I walked into the city services facilities expecting to find a laid-back garbage operation with a handful of dirty old trucks driven by a handful of dirty older drivers. Boy, was I mistaken.
Steve Bebee, solid waste field supervisor, oversees a five-person department thats in the throes of modernization, best symbolized by a garbage truck so new that it hasnt even been used yet. Its a fully-loaded front loader, price tag $175,000. A Prowler pilot might feel at home in its cockpit. Theres a joy stick to maneuver the loading arm, a TV monitor so the driver can watch behind the truck, and enough buttons and toggle switches to challenge any Top Gun garbage truck driver. These guys never have to leave the truck, except to move garbage containers for seniors and disabled people who cant take their containers to the curb. No extra charge, of course.
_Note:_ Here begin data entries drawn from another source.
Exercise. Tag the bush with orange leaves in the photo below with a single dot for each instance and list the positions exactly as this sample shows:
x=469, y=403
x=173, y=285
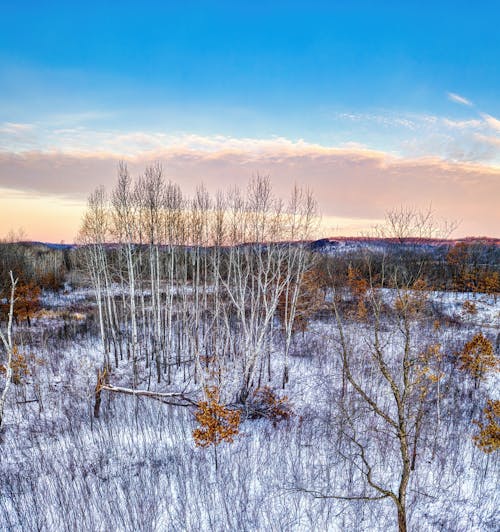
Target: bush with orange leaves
x=217, y=422
x=26, y=304
x=478, y=358
x=488, y=439
x=19, y=366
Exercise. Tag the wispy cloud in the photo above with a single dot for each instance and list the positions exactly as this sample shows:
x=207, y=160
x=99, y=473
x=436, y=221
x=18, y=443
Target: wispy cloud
x=492, y=122
x=350, y=182
x=454, y=97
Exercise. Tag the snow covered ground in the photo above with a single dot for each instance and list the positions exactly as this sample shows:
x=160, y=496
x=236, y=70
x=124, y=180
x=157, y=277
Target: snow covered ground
x=137, y=468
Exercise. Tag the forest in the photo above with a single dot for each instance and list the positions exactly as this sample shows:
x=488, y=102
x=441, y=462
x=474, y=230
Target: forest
x=202, y=363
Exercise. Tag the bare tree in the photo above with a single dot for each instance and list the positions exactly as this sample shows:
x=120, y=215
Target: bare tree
x=8, y=344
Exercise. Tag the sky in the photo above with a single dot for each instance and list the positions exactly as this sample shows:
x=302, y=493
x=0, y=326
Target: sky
x=372, y=105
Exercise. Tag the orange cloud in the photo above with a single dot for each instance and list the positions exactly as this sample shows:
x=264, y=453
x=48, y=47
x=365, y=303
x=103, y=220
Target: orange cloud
x=352, y=184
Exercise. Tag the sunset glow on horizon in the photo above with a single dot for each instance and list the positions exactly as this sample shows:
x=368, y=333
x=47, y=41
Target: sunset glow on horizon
x=372, y=107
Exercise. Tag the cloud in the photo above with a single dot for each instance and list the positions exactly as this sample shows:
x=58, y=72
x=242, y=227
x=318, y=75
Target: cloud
x=492, y=122
x=350, y=182
x=459, y=99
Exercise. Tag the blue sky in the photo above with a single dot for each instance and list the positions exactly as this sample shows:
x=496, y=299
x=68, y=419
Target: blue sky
x=409, y=79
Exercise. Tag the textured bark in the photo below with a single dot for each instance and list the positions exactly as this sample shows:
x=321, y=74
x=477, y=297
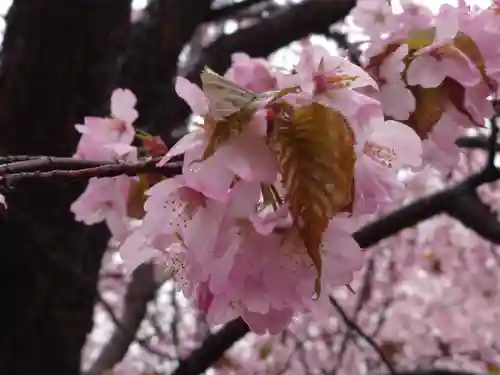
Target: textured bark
x=58, y=59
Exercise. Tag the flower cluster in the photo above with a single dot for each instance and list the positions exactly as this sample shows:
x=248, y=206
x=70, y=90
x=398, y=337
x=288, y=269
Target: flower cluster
x=435, y=72
x=286, y=165
x=273, y=184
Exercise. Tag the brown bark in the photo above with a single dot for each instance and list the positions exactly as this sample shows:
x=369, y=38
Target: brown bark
x=57, y=60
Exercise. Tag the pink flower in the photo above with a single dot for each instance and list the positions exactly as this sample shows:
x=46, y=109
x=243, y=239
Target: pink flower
x=397, y=100
x=246, y=156
x=436, y=62
x=386, y=147
x=329, y=80
x=109, y=138
x=105, y=199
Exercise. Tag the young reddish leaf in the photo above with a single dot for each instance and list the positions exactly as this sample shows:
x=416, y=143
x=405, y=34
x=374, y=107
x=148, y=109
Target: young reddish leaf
x=431, y=103
x=137, y=197
x=315, y=148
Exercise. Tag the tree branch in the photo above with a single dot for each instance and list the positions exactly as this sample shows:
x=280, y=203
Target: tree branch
x=287, y=25
x=352, y=325
x=230, y=10
x=141, y=289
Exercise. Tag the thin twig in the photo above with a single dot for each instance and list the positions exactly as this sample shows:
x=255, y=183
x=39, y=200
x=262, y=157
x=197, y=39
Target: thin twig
x=353, y=326
x=100, y=170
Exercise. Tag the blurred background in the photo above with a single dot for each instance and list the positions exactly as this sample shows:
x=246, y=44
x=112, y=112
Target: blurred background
x=428, y=297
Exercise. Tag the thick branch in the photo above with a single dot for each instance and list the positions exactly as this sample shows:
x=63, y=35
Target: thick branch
x=212, y=348
x=58, y=60
x=231, y=10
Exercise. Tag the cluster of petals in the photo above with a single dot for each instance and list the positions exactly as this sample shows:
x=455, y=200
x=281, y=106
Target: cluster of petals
x=435, y=72
x=229, y=250
x=108, y=140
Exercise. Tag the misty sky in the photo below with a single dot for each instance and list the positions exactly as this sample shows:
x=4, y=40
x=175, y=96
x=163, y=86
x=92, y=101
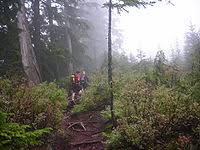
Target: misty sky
x=158, y=27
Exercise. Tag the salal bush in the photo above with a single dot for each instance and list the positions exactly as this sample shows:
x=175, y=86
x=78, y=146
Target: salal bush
x=154, y=118
x=96, y=96
x=17, y=136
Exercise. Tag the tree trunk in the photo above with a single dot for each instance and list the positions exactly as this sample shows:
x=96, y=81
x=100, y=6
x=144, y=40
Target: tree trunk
x=69, y=41
x=37, y=34
x=110, y=63
x=27, y=53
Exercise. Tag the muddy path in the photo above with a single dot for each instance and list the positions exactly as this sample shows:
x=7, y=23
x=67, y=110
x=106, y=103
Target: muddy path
x=84, y=131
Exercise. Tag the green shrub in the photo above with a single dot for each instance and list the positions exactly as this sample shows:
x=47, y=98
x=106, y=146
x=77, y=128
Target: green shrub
x=16, y=136
x=39, y=106
x=95, y=96
x=154, y=118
The city now has two new garbage trucks which will allow automated pickup from Oak Harbors 3,665 residential customers. The labor savings has already taken effect. One employee who moved on wont be replaced. The modern garbage fleet also includes two commercial frontloader trucks and two recycle vehicles. Old back-load trucks which required a crew of two people are largely being retired. By the end of this year, the new system will be entirely in place.
The new trucks require new garbage containers. Out are the classic old residential garbage cans which were dragged across the driveway every pickup day. In their place are rollcart containers of various sizes, which the city supplies to customers and which the new front-loading trucks can easily grasp.
What I like most about the front-loader system and rollcarts is that you can put all the stuff you want in the can as long as the lid fits. Cheapskates such as myself like to climb into the garbage container each week and jump up and down vigorously, because the Garbage Compaction Dance (not to be confused with the Funky Chicken) saves us money. Some human-operated garbage systems have a weight limit, which makes the garbage dance pointless. No so in Oak Harbor.
Beware, however, of a new rollcart ordinance that takes effect next month. No more loose lids, because birds pick up the trash and drop it all over town. Keep your lid tightly sealed or watch the truck pass you by.
Oak Harbors 572 commercial garbage customers will soon be receiving new containers. Last week the first 16 of an order of 300 attractive commercial dumpsters arrived, each with its own locking lid and the requisite dont play on or around warning sign, which ruins a lot of potential fun for kids who are always looking for more recreational opportunities. Maybe some day we can build them a Dumpster Park.
Also new to Oak Harbor residents are pre-paid garbage bags, available soon at many leading stores. If your allotted can is overflowing, for $4.50 you can buy a blue garbage bag with the City of Oak Harbors logo printed on it. Simply fill it up and and leave it by the curb. If $4.50 seems like a lot, thats because your garbage is destined for the Beaver State. Yes, Oregon takes all our garbage, as about four-fifths of the state is useless, which is something they dont advertise on their tourist brochures.
Recycling is something the city would like to improve on. About 29 percent of the citys waste stream is recycled, while 50 percent is considered ideal. Theyre working on it.
New trucks, new containers, new pre-paid bags: Oak Harbors garbage system is state-of-the-art. Who would have thought there would be so much news in a visit to the garbage people?